It was enough to open up her perspective. She promptly took the leap, started using she/her pronouns and came out to her parents, siblings, and friends. For Rosevear, it was a moment that explained the discomfort she had felt in her childhood: “Finally I had a name for all of these feelings of not fitting in or being confused as to why I spent a lot more time with women than men, and why I didn’t feel comfortable in male-dominated spaces.”
“Who is Audrey Rosevear?”
During her time at Amherst, Rosevear has been heavily involved with the Department of Mathematics and Statistics. She often attended the Math and Stats table during her lunchtime, and appreciated being able to learn about professors and their research. She was a founding member of the Math Club, serving as President, in addition to working as a TA. In recognition of her engagement with the math and stats community, she won the Walker Award for Leadership in 2021.
She has developed a close relationship with Assistant Professor of Mathematics Ivan Contreras, who was her advisor as well as her research mentor under the SURF program. “During these years of interactions with her,” Contreras reflected, “I can safely say that she is one of the most outstanding and talented young mathematicians I’ve ever met. Her passion for research and excellence in academics are equally matched with her exceptional kindness, thoughtfulness, and commitment to make the Amherst community a better place.”
For her thesis, she studied four-dimensional topology with Associate Professor of Mathematics Michael Ching and UMass Professor of Mathematics Weimin Chen. Reaching out to Chen, whom she approached because his research fit her interests more closely than any Amherst professor, was another leap that changed the trajectory of her life.
When asked to describe topology, she said it “is kind of like geometry but it’s squishier.
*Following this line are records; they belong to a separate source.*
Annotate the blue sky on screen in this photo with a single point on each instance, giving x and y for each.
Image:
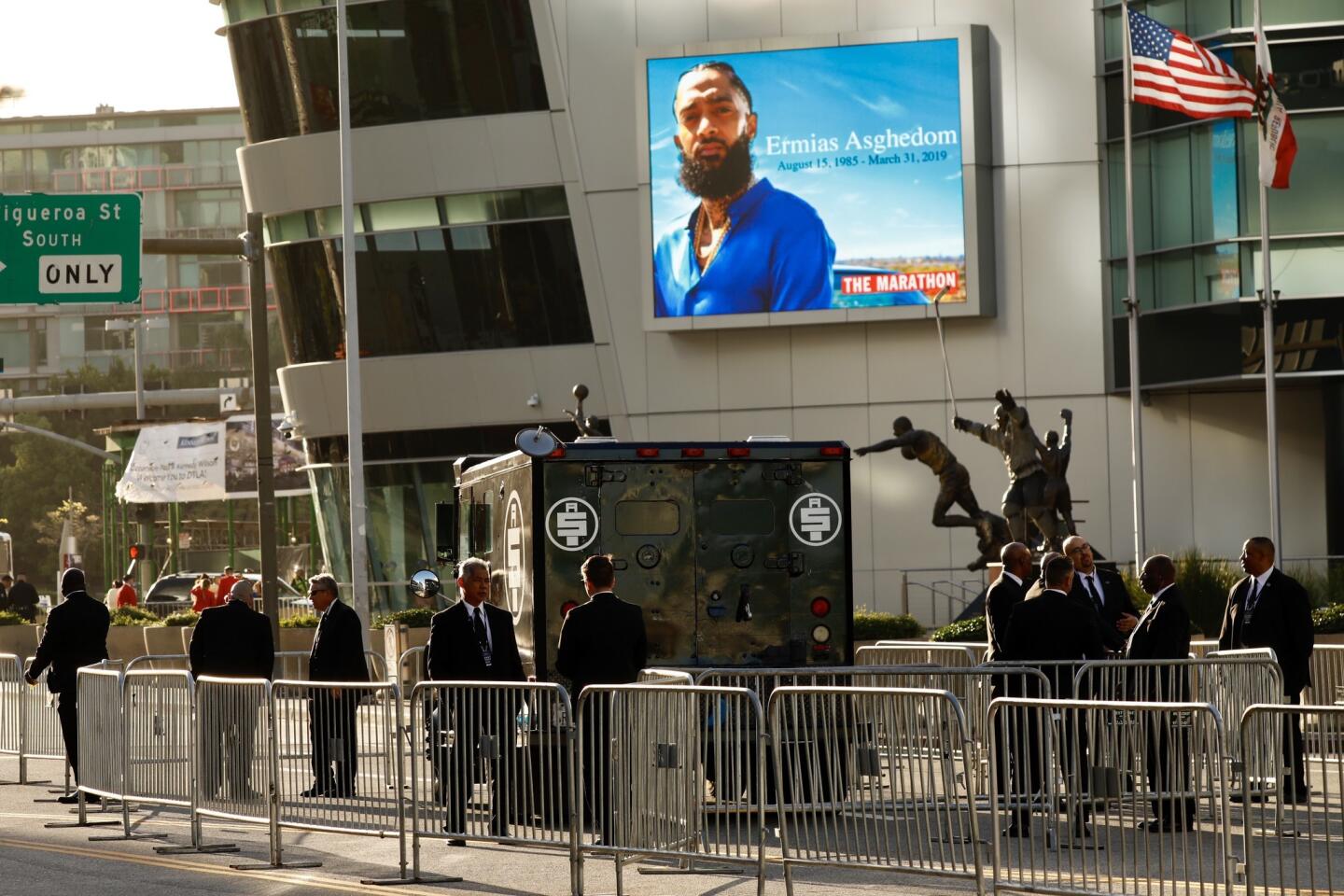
(873, 211)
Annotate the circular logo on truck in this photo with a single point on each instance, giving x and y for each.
(571, 525)
(815, 519)
(513, 546)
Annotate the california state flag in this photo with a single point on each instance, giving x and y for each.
(1279, 146)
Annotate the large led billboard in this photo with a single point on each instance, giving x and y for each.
(820, 179)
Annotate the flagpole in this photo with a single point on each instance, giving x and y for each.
(1136, 425)
(1267, 301)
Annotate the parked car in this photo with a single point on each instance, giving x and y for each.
(173, 594)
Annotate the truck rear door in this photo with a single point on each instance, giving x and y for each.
(648, 522)
(744, 565)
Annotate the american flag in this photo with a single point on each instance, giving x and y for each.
(1172, 72)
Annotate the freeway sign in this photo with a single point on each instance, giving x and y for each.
(69, 248)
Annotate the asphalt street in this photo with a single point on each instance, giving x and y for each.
(35, 859)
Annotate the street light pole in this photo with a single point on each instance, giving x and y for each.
(139, 328)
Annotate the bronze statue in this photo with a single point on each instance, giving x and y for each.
(993, 536)
(953, 486)
(1025, 500)
(1054, 457)
(953, 479)
(585, 425)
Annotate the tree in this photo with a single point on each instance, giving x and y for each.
(85, 526)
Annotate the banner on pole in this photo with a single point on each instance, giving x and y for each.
(211, 461)
(1279, 146)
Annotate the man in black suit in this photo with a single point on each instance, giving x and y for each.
(602, 642)
(1163, 633)
(1269, 609)
(1005, 594)
(472, 641)
(76, 636)
(231, 641)
(1050, 626)
(338, 656)
(1102, 590)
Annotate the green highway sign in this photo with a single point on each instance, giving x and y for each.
(69, 248)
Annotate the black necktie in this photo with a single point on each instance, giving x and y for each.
(1093, 590)
(479, 623)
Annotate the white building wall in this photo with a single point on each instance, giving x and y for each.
(1204, 453)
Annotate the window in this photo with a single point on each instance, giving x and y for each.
(648, 517)
(440, 289)
(741, 517)
(410, 61)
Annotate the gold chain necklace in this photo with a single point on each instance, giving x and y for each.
(715, 245)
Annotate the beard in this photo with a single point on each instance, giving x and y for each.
(722, 180)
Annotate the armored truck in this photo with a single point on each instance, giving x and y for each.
(739, 553)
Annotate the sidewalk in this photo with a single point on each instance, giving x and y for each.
(63, 860)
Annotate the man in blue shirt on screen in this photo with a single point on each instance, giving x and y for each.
(748, 246)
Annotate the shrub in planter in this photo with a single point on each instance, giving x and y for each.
(971, 630)
(1328, 620)
(876, 626)
(412, 618)
(133, 617)
(185, 618)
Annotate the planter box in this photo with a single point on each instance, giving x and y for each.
(19, 639)
(125, 642)
(296, 639)
(161, 641)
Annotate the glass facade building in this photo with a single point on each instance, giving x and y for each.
(1197, 203)
(439, 273)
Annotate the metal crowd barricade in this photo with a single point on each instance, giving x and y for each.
(1231, 681)
(161, 663)
(645, 754)
(1292, 846)
(867, 778)
(330, 763)
(916, 651)
(40, 724)
(1106, 797)
(1327, 668)
(101, 733)
(234, 757)
(292, 665)
(665, 678)
(11, 708)
(158, 740)
(492, 761)
(1202, 649)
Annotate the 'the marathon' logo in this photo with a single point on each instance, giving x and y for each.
(571, 525)
(895, 282)
(815, 519)
(513, 553)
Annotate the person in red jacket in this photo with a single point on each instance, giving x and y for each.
(226, 584)
(202, 594)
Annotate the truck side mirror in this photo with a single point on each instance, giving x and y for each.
(445, 532)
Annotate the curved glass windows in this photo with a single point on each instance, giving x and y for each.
(410, 61)
(439, 289)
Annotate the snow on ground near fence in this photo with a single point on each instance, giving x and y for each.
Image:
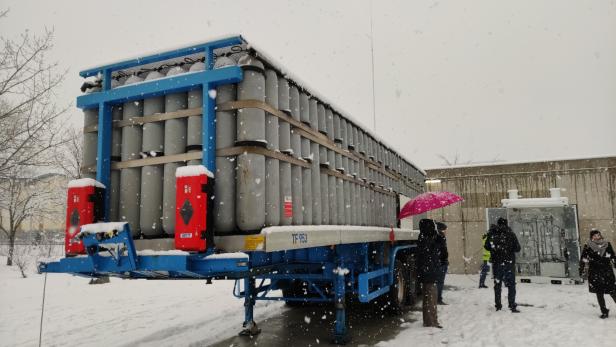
(181, 313)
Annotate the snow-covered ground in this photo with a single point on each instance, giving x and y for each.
(182, 313)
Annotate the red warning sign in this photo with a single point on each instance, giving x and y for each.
(288, 207)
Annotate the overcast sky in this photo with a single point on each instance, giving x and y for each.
(483, 80)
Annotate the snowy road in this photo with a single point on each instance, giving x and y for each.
(190, 313)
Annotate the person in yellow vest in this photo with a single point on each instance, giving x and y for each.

A donut is [topologically] the same as a coffee cup because you can kind of squish one into the other.”
Connecting tools from quantum field theory and discrete algebra, her thesis forms a single, elegant picture about the ways that two-dimensional surfaces can live in four-dimensional space. Her methodology reframes easy-to-understand techniques from three dimensions so that they can be applied to work in four dimensions.
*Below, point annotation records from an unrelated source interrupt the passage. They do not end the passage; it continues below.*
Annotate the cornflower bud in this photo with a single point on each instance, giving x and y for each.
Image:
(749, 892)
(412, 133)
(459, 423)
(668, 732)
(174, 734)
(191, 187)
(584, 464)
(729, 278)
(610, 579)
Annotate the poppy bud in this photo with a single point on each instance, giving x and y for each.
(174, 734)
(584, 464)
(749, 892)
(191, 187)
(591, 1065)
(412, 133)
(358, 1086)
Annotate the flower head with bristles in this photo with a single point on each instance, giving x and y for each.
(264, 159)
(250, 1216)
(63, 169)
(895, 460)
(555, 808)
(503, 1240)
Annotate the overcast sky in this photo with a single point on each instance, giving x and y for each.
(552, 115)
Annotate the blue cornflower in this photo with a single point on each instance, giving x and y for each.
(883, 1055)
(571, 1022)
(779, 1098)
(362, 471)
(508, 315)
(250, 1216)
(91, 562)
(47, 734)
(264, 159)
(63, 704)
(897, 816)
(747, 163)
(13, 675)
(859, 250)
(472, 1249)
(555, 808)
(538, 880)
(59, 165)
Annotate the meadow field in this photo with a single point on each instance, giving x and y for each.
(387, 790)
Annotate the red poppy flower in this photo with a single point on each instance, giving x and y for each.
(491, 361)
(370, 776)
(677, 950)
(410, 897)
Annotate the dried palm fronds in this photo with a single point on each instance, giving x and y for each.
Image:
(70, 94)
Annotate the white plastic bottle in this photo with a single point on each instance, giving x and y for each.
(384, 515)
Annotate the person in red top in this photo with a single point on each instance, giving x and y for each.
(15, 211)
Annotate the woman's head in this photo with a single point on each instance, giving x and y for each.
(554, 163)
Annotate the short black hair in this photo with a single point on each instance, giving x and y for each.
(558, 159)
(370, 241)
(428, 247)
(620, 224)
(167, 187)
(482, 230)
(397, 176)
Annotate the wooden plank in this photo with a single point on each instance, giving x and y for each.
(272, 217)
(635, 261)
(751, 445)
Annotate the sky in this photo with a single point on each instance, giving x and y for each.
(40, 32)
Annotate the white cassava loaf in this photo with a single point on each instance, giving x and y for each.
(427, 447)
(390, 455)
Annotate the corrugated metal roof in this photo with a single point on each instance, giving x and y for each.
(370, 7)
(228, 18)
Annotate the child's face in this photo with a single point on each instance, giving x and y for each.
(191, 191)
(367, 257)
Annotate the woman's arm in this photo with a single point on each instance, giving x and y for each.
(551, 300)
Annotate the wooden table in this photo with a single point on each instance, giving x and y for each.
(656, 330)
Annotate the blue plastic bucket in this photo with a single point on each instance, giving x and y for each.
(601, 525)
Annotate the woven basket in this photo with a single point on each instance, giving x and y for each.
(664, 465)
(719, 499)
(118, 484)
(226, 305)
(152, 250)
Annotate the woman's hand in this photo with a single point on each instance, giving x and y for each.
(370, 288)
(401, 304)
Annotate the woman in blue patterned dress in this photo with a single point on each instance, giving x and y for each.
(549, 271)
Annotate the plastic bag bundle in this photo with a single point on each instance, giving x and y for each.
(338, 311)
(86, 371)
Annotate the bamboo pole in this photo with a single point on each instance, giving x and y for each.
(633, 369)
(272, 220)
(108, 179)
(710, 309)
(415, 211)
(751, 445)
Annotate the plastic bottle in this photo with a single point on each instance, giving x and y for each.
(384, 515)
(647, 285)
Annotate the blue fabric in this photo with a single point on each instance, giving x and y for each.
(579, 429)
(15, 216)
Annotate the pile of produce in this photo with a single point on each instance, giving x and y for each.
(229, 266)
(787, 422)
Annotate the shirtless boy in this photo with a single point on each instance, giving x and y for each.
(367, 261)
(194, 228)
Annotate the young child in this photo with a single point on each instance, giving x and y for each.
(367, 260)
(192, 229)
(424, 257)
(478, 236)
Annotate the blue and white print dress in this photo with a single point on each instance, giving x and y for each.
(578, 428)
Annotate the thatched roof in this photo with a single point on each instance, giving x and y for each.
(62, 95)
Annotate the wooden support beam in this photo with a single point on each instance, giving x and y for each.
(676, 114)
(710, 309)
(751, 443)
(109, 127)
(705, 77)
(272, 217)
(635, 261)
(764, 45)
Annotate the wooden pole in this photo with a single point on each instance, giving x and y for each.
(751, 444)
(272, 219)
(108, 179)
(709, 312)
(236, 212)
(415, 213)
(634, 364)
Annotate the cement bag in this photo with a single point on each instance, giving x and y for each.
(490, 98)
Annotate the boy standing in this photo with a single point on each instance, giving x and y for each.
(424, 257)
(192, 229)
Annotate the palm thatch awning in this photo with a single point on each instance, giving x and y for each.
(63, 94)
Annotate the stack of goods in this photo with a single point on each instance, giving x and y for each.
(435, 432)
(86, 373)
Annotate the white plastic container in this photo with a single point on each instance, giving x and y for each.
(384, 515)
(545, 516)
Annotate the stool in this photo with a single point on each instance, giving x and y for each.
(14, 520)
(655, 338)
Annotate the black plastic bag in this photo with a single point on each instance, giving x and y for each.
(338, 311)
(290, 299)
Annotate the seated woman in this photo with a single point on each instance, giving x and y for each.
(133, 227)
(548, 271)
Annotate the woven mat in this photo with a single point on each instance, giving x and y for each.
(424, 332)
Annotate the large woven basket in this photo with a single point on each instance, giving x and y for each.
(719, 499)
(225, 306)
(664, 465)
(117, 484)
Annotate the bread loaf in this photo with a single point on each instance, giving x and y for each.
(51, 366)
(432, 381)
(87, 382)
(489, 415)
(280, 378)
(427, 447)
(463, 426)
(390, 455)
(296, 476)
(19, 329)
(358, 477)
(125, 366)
She feels that she has been working on the thesis for longer than her time at Amherst. “I conceptualize everything that happened [in my life] starting in my junior year [of high school], with the moment I [learned about] calculus. So my thesis has been a really nice sort of capstone and coalescing all of the things I’ve been interested in over the last six years,” Rosevear said.
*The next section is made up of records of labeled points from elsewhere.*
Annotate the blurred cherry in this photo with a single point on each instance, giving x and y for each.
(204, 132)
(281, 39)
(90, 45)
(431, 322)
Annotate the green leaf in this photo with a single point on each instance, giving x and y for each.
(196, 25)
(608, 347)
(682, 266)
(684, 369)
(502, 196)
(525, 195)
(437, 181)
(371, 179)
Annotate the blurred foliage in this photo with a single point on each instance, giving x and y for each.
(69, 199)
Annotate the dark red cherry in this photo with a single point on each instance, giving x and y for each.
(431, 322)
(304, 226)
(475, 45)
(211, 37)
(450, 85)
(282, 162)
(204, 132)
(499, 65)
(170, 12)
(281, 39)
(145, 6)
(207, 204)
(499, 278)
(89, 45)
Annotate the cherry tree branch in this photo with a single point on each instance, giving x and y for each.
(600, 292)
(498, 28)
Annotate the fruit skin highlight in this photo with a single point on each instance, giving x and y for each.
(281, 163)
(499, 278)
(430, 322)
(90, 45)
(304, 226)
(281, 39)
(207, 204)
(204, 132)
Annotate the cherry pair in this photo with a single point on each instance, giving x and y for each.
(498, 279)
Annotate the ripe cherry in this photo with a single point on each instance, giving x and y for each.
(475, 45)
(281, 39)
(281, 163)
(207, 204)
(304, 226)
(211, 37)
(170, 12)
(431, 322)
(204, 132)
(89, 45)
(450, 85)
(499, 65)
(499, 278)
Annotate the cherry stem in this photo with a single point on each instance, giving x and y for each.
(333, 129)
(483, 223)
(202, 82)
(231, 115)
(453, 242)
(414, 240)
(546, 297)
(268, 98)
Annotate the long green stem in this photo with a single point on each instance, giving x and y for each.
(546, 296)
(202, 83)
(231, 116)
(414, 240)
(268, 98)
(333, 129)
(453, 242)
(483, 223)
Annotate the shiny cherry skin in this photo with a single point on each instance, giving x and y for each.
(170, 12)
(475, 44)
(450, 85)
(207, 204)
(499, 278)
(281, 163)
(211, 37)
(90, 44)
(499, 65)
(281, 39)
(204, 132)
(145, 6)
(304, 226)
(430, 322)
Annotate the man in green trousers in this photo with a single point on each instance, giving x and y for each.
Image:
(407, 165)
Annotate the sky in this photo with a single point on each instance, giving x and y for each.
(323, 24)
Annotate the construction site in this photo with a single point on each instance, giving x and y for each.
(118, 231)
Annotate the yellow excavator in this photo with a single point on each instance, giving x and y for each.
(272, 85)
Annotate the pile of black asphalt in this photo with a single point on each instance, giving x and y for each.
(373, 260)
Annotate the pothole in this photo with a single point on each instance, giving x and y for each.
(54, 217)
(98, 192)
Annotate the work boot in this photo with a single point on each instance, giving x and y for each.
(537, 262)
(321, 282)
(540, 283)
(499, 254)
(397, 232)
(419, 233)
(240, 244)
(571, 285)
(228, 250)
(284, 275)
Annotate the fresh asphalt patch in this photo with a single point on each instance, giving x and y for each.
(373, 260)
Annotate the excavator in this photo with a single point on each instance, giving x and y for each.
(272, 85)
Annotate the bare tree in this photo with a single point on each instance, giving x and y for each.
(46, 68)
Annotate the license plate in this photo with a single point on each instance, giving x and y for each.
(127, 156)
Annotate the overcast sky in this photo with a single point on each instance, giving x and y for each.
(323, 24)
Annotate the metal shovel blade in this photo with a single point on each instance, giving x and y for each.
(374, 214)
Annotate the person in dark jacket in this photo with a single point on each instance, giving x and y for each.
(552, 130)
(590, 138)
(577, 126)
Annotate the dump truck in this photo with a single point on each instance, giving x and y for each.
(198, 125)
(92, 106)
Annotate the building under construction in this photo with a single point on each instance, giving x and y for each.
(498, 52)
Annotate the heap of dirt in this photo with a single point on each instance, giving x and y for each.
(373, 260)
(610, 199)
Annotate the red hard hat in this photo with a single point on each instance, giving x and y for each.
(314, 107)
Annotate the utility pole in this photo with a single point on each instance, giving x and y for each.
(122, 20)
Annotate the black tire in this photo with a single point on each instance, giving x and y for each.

She also spent her time at Amherst deeply involved in theater with the Green Room, which she notes is “a part of the way in which I found community in college that I didn’t have in high school.” She had her first role during the spring semester of her first year, and even considered being a theater and dance major for a time.
Theater at Amherst has been a learning experience for Rosevear, especially because she had not acted seriously before. “I was behind a lot of the other people because a lot of people did theater in high school,” she said. “So I worked really hard to get the acting roles I wanted and mostly didn’t, right up until the show that I’m currently in: ‘The Bacchae,’ where I will be starring as Dionysus. It’s kind of my dream role, and I finally got it at the very end of college.”
Going forward, Rosevear will be pursuing a Ph.D. in pure math at the University of California, Berkeley. From there, she hopes to enter academia, get a post-doctorate degree, and maybe a tenured position at an education-minded institution like Amherst.
Finally, I asked her what advice she would give to herself a few years ago. She responded, “A lot of my story is characterized by me taking these leaps that were terrifying, and there were leaps I didn’t make because they were too terrifying. I think all of the best opportunities that have come to me in college have come from me stepping out of my comfort zone and just doing something that I’d been thinking about doing. That’s what transitioning was: just going for it.”
To put it simply, she says: “Don’t be afraid.”